I was trying to write a little program that simulates sampling from random numbers in Python3. But it seems to show the opposite of what I intended. What am I doing wrong? It must be extremely easy, but I don't get it.
import random
import statistics
import math
pcounter = 0
counter = 0
for loop in range(1000):
l = []
for x in range(500):
l.append(random.randint(1,1000))
m = statistics.mean(l)
v = list(l)
v[:] = [(x-m)**2 for x in v]
realvariance = sum(v)/len(v)
#print("Real Variance: " + str( sum(v)/len(v)))
#print("Real Mean: " + str(m))
sample = random.sample(l, 10)
v = list(sample)
#print(v)
v[:] = [(x-m)**2 for x in v]
samplem = statistics.mean(sample)
samplebiasedvariance = sum(v)/len(v)
samplevariance = sum(v)/(len(v)-1)
print(samplebiasedvariance)
print(samplevariance)
print(realvariance)
print((samplebiasedvariance - realvariance)**2 < (samplevariance - realvariance)**2)
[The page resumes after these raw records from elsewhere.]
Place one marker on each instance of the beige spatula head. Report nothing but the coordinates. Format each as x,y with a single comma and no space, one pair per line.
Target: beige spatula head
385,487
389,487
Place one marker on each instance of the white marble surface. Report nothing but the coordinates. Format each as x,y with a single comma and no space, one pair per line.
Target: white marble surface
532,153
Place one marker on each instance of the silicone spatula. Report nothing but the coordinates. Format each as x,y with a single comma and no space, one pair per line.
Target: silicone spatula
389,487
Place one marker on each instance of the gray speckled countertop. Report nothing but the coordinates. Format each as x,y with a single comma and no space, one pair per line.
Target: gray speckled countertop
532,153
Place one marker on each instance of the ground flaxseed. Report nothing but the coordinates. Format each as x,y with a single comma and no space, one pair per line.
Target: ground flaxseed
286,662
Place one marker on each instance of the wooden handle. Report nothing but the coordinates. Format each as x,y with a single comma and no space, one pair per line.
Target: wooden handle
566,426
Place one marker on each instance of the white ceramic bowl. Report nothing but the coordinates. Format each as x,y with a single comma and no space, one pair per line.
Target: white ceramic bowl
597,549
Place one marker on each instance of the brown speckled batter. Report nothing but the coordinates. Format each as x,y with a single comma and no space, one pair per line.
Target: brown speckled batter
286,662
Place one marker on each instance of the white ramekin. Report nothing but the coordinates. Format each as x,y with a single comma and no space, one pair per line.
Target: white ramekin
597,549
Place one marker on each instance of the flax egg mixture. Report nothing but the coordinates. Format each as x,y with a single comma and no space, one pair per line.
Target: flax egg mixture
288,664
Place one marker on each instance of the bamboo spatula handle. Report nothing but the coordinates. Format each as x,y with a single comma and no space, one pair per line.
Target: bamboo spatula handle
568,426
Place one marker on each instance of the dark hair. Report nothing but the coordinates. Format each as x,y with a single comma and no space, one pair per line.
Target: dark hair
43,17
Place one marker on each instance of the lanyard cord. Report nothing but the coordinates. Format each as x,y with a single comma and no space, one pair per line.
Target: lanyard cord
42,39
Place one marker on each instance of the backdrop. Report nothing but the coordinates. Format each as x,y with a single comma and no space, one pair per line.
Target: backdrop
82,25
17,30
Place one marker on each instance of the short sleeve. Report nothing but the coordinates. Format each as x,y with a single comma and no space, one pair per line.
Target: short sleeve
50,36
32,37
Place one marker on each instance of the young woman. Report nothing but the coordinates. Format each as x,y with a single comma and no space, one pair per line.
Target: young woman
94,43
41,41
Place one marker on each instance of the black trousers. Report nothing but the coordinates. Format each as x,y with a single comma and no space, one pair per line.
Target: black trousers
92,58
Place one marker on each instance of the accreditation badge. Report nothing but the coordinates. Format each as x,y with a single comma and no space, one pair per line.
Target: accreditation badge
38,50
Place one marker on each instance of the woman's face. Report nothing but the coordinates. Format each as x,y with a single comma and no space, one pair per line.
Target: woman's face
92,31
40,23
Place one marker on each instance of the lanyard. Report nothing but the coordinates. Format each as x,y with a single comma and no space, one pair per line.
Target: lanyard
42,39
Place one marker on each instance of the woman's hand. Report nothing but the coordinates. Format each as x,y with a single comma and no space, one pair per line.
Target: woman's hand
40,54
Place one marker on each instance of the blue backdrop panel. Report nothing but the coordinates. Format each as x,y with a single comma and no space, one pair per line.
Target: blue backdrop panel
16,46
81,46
if (samplebiasedvariance - realvariance)**2 < (samplevariance - realvariance)**2:
pcounter = pcounter + 1
print("biased Variance wins: " + str(pcounter))
else:
counter = counter + 1
print("Variance wins: " + str(counter))
print("biased Variance wins: " + str(pcounter))
print("Variance wins: " + str(counter))
This results in:
biased Variance wins: 563
Variance wins: 437
But it should be the other way around: I would expect the biased Variance to be worse then the unbiased Variance that is calculated using (n-1). Therefore it should be more often closer to the true population Variance (realvariance) then the biased one.
答案 0 :(得分:1)
您所看到的基本上是两个方差估计量的均方误差。 (无论哪个更接近实际值,均方误差都会更小。)事实证明,无偏样本方差的均方误差大于通常的偏差样本方差,后者的均方误差比用1 /计算的样本方差更大。 (n + 1)代替1 / n或1 /(n - 1)。
如果我理解正确,如果你将1 /(n + 1)估算器放入你的程序中,你应该会发现它比其他两个更接近实际值。
在“人口差异和样本差异”标题下的variance维基百科页面上讨论了该主题。毫无疑问,还有很多其他资源。